Senate debates

Monday, 25 March 2024

Documents

National Disability Insurance Scheme; Order for the Production of Documents

10:10 am

Photo of Hollie HughesHollie Hughes (NSW, Liberal Party, Shadow Assistant Minister for Mental Health and Suicide Prevention) Share this | Hansard source

To Senator Steele-John's point around transparency, I would say that it wasn't just to the disability community that those opposite promised transparency. They promised transparency to the Australian people, yet as soon as they got their backsides on those government benches the clouds came in, the opacity increased and the curtains came down, and what we now learn in a number of areas—not even just around the NDIS but also, we understand, around the religious discrimination bill, and we see it with the fuel emissions standards—is that negotiations are happening in secret. Consultations are happening in secret and, in some instances, those that are consulted with are being forced to sign NDAs. This is a government that is petrified of transparency.

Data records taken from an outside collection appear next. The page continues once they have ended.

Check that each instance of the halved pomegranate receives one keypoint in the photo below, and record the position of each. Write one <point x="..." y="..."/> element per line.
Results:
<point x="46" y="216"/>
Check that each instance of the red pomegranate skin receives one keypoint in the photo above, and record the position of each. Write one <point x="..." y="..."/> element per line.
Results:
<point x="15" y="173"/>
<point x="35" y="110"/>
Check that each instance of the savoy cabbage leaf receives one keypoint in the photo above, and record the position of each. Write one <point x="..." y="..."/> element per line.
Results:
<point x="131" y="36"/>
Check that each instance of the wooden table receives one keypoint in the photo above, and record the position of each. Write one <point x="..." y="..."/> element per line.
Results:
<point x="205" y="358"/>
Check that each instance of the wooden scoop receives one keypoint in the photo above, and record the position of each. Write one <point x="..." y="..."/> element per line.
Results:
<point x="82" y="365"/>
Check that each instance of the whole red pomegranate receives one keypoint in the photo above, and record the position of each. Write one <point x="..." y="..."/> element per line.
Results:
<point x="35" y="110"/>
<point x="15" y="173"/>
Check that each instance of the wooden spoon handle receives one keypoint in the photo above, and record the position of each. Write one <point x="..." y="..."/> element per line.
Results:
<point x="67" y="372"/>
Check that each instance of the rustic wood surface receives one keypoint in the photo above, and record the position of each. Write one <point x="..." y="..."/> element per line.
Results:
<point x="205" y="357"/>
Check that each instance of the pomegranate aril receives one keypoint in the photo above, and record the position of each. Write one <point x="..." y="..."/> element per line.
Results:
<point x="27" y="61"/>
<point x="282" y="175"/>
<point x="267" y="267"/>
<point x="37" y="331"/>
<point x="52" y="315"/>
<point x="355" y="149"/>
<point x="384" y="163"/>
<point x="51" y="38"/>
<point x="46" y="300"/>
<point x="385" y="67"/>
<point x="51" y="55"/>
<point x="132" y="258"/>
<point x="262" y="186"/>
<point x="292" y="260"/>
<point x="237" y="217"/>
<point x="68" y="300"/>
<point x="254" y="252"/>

But where there is such an issue with this lack of transparency and with the disdain that this government is showing to the Senate by refusing to release these documents it has been told it must release is the fact that it has actually baked the savings into the budget. It is saying that there will be an eight per cent cap on growth, and it has baked those savings into the budget. In fact, it's now looking like it will be in excess of $60 billion. That is a big black hole, because what we do know about the growth of the NDIS at the moment is that it is tracking at around 15 per cent, so it is almost double what those opposite have put in their budget. This is a serious issue. This is $60 billion that's going to have to be found somewhere.

Now, this is a demand driven scheme, so there are two ways you can make savings: you can cut participants or you can cut the average value of their plans—that's it. But there are other efficiencies that could be made. I don't know who those opposite are doing this alleged consultation with. One of the issues we've got is with the price guide. No-one has come to talk to me about the price guide. No-one has come to talk to the NDIS joint standing committee about the price guide.

We know that those opposite have a slogan: 'same job, same pay'. They love that—same job, same pay—except if you're getting paid by the taxpayer. If you're a provider with DVA or with aged care, you earn less than if you're charging an NDIS participant, because the price guide for NDIS participants is set by the board and is at the highest level—higher than anywhere else. Therefore, businesses are charging more than if someone is a veteran, more than if they have a health care card, more than if they're an aged care participant and more than if they're just a general member of the public.

What has absolutely appalled me this weekend while I've been having a look at this—Instagram has very interesting algorithms for how you get things—is that I've been getting all of these NDIS advertisements on my Instagram and things that it has suggested I follow. They were particularly around supported independent living, which is an area that is ripe for reform. Lots of people talk about the number of participants with autism. Autism is about five per cent of the NDIS spend. The biggest part of the NDIS spend is in supported independent living. All of these ads and suggestions for me to follow on Instagram were advertisements to invest in housing for supported independent living, and the rates of return that these organisations were promising were wild. We're talking about a 25 or 35 per cent rate of return annually on these properties that you invest in to go into supported independent living, because it's funded by the NDIS.

We know that there are providers that are absolutely rorting this system. They are completely and utterly rorting this system. But guess who a lot of them are? They're the old block-funded guys. They're the guys whose workers are all members of the union. And guess where everything that Mr Shorten is looking at is? He's attacking unregistered providers. 'Unregistered provider' doesn't mean 'unskilled'. It doesn't mean 'unqualified'. It just means that they might be a sole provider. They might be a small business and can't afford the audit costs imposed on them by the NDIA. These providers are not unskilled. We do need to look at, perhaps, a scalability of registration. Why not have a website where they put their name, their ABN, what skills they have, their qualifications and their working with children and police checks, without the onerous NDIA requirements?

These are all savings that could be made, because the CEO actually told us in estimates that the least amount of fraud occurs within self-managed participants. Do you know why that is? It's because the participants work directly, quite often, with a sole provider who provides bespoke services. You don't end up with whatever worker these big old block funders send you each week without any goal provision being factored into when they are working for you. Many of these guys offer nothing but glorified babysitting services, which is not the intent of the scheme. But these are not conversations that we can have, because Mr Shorten's hiding. Mr Shorten won't talk to those in the sector, and this lot are baking in a $60 billion black hole that we're all going to have to pay for.